The business group contracted with Neighbors United in New Possibilities, a nonprofit organization that worked with a local school council to convert the greenhouse from storage space to a hands-on learning resource, said John Hoekwater, director of Neighbors United. Participants include students from Gale in the Family Matters All-Grow tutoring program and Jordan School in the Howard Area Community Center's after-school program.
"It's another local investment in the community," said Kimberly Bares, executive director of the Rogers Park Business Alliance. "This is a great opportunity to hire local talent essentially as vendors." Neighbors United volunteers built the seven growing tables that crowd the Gale greenhouse floor. Hanging baskets overflow with basil, chives, cilantro and tomato plants. The greenhouse's first planting yielded nearly 3,000 plants, Hoekwater said.
In years past, the greenhouse has sold plants to support itself, but it's been difficult to predict what customers will buy, he said. One year, volunteers planted 100 hanging baskets but sold only 30. The contract will provide the program with as much as 95 percent of the funding it needs.
Students and parents who work in the greenhouse receive credits for each hour at a rate of $8 an hour, Hoekwater said. The credits help send kids on a gardening-themed field trip and buy supplies for an outdoor parent garden.
The credits are a way to help families feel more invested, said Gregory Roberts, who has three nieces and nephews at Gale. A dozen parents are involved in the outdoor garden, he said.
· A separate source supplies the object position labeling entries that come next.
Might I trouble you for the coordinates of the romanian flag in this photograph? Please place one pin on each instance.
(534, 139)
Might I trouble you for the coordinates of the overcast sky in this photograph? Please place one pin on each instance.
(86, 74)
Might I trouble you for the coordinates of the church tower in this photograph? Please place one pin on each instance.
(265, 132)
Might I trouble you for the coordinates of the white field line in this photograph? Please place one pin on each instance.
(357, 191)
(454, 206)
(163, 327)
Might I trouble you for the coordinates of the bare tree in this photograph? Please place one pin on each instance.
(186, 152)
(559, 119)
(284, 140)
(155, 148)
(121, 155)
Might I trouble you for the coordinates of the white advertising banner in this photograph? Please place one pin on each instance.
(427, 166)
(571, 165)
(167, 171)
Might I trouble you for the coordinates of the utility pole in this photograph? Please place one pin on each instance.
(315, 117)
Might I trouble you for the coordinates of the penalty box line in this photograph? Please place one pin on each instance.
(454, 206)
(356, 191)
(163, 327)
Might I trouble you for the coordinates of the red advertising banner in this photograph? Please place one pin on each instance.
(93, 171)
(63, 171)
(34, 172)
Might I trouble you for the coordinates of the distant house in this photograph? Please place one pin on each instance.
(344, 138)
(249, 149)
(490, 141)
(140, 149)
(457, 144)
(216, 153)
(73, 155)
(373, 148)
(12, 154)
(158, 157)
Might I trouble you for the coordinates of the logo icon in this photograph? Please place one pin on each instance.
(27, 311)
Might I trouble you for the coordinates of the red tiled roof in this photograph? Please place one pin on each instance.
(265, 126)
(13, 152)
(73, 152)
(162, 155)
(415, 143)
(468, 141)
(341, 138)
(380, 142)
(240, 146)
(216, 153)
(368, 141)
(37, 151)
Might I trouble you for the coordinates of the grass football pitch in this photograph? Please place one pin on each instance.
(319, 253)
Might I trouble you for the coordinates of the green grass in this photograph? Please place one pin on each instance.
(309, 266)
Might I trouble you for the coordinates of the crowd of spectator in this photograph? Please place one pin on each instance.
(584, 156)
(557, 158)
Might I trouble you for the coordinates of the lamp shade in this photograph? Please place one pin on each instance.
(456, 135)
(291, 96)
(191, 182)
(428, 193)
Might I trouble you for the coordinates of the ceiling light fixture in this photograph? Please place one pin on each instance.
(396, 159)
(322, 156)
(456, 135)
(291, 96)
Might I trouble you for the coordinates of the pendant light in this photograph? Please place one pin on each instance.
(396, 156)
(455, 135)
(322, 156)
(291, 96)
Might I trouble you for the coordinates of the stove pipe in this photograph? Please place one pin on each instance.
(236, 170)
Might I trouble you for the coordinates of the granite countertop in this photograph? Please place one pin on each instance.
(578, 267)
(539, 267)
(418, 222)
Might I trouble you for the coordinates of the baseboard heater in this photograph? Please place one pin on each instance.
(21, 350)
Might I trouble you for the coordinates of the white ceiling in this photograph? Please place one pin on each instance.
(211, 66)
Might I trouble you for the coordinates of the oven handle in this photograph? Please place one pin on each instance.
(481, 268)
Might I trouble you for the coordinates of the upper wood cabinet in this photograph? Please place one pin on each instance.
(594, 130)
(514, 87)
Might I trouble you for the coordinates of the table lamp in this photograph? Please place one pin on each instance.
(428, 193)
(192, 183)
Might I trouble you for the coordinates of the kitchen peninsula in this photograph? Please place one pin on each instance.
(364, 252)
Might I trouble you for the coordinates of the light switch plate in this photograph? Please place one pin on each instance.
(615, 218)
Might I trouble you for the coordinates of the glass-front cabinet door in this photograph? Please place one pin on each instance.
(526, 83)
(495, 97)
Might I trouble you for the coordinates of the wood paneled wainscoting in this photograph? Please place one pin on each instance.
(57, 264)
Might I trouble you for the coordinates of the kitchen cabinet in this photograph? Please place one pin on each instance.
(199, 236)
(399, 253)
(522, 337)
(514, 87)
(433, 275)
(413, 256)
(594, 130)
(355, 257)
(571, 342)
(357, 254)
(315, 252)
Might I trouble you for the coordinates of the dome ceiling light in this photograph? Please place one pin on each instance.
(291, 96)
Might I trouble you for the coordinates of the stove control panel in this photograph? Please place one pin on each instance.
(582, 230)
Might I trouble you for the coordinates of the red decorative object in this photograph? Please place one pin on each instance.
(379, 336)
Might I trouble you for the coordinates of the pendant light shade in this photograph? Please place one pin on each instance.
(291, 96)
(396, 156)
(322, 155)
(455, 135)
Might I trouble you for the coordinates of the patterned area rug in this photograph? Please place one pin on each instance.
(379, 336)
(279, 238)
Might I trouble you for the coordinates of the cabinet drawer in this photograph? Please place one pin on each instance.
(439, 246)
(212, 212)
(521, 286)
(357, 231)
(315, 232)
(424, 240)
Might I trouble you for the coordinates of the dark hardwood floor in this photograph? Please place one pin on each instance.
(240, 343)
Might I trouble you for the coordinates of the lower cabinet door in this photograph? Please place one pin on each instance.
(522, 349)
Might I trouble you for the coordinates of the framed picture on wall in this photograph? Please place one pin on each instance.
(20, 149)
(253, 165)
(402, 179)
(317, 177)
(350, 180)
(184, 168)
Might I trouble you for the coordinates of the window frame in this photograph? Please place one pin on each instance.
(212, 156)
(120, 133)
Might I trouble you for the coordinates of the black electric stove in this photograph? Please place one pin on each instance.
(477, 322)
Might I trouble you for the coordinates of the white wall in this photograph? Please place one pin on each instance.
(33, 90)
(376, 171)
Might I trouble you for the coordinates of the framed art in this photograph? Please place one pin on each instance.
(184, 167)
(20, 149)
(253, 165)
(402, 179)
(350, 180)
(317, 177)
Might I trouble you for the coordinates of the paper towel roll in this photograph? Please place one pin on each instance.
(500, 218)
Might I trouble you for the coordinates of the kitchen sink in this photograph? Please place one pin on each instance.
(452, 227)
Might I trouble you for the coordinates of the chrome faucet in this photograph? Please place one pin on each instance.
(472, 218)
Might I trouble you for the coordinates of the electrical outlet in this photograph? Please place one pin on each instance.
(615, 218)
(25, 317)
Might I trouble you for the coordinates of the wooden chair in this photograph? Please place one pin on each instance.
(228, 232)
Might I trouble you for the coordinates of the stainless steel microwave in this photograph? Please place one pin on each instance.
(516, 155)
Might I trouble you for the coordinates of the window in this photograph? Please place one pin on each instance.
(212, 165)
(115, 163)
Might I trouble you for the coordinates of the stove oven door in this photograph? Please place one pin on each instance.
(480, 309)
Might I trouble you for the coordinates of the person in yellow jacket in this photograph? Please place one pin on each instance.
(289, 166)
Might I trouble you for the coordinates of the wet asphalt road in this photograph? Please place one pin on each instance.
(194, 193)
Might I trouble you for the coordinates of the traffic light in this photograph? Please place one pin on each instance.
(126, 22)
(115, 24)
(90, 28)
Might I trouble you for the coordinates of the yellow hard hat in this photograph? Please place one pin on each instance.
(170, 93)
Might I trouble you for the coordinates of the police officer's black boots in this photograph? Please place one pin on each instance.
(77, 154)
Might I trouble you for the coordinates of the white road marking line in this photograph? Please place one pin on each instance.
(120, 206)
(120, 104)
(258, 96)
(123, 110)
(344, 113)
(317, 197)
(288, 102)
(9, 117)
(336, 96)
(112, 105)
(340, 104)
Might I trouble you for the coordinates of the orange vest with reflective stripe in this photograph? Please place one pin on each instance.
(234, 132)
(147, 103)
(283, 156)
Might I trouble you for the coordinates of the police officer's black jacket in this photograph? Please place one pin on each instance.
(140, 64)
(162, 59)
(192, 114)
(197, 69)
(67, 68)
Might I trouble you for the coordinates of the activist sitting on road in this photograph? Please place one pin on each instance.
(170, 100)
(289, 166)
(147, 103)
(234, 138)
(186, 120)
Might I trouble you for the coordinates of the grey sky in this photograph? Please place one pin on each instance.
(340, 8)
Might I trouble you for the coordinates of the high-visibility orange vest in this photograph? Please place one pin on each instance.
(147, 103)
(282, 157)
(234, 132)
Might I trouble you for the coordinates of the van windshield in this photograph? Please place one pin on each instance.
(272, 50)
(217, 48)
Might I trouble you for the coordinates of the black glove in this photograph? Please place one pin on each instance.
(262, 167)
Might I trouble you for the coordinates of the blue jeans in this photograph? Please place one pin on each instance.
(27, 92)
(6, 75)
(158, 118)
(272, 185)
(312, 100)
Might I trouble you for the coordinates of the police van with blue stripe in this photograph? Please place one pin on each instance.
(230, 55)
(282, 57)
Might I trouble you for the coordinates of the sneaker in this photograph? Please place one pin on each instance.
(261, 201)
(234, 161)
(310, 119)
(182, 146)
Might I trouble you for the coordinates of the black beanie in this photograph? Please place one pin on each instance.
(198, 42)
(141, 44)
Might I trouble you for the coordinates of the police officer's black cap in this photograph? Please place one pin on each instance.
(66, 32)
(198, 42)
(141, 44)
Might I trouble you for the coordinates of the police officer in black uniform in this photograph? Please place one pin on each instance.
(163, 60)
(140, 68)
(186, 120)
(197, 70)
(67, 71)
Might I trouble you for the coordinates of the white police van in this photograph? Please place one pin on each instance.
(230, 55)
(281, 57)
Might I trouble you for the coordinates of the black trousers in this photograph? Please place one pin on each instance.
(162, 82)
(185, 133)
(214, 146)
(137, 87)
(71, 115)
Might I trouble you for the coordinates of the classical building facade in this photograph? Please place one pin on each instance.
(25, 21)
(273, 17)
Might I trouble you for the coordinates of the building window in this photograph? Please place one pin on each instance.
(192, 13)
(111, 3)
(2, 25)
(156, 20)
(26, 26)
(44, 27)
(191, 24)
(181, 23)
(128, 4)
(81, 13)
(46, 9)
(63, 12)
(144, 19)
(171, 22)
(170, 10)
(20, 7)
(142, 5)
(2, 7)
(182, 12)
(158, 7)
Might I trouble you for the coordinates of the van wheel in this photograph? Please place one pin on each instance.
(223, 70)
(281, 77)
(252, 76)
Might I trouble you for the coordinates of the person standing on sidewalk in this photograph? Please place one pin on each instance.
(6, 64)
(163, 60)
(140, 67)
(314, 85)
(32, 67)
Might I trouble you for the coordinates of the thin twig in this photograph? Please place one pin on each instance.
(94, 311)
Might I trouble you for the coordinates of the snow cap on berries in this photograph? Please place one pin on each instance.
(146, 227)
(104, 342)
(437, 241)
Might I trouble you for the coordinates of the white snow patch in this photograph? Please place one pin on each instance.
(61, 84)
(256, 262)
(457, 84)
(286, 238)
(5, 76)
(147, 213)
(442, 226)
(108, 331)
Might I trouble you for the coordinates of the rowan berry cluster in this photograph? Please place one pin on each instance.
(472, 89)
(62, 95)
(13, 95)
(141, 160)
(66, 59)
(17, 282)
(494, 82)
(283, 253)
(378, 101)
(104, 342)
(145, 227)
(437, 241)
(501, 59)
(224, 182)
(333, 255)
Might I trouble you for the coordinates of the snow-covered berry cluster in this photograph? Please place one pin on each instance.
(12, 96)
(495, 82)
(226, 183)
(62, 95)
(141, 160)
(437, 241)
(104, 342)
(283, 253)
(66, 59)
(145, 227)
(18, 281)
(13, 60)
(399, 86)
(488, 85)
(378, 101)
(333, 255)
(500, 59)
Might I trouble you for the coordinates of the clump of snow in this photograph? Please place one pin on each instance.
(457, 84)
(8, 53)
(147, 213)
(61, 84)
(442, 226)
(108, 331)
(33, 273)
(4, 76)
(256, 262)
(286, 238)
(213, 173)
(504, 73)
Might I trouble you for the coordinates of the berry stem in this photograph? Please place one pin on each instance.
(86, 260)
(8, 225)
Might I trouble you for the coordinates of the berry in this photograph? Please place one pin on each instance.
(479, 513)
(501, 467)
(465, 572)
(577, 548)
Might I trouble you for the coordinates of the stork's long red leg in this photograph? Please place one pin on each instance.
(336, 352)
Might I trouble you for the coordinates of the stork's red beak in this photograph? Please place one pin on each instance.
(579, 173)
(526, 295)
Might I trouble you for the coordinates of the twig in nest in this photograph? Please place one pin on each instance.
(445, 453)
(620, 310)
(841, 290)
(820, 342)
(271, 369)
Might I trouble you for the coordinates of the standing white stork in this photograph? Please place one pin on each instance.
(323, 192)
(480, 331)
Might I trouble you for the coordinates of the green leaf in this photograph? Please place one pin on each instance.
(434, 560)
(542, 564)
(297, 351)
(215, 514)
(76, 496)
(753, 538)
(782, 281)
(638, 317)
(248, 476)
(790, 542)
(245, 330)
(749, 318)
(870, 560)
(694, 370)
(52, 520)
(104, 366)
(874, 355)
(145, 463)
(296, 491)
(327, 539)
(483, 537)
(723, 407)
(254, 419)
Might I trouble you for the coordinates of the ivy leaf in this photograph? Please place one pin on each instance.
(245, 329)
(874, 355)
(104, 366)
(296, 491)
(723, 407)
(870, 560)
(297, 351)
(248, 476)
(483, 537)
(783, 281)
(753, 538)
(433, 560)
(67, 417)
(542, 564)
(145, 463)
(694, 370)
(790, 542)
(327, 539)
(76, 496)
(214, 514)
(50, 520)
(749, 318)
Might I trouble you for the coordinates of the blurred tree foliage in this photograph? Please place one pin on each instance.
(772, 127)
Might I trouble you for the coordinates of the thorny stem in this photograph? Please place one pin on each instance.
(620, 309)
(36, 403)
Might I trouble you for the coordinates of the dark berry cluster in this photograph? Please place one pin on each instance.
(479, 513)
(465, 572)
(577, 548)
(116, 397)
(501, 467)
Last year, Neighbors United worked with families to plant an outdoor garden but gave up midway through the summer when students and parents stopped watering it.
The planters in the Howard corridor also will feature signs to foster community pride by advertising that the planters are maintained by Rogers Park students.
"We want people to care for the plants," Hoekwater said. "Maybe [the signs] will help people think twice before they drop their trash or pull out plants. It's about creating a sense of ownership."
Back in the greenhouse, Lovell has pointed out aphids colonizing a squash blossom.
"How dare they? That's real, real disgusting," Demaya said, aiming her water bottle. "They're harming the beautiful flowers."
Since moving the tutoring program into the greenhouse, Lovell said, it's been easier to engage the students, who are too antsy to sit still in a classroom. The curriculum, which incorporates food and nutrition, is based in problem-solving and group activities.
"We've seen a lot more social and emotional growth as a result," Lovell said, "and the kids do have a much better sense of where food comes from and the idea of nutrition."
Now that Latarick Foreman, 10, knows that, he has plans.
"Instead of us buying food, we can just grow it," he said.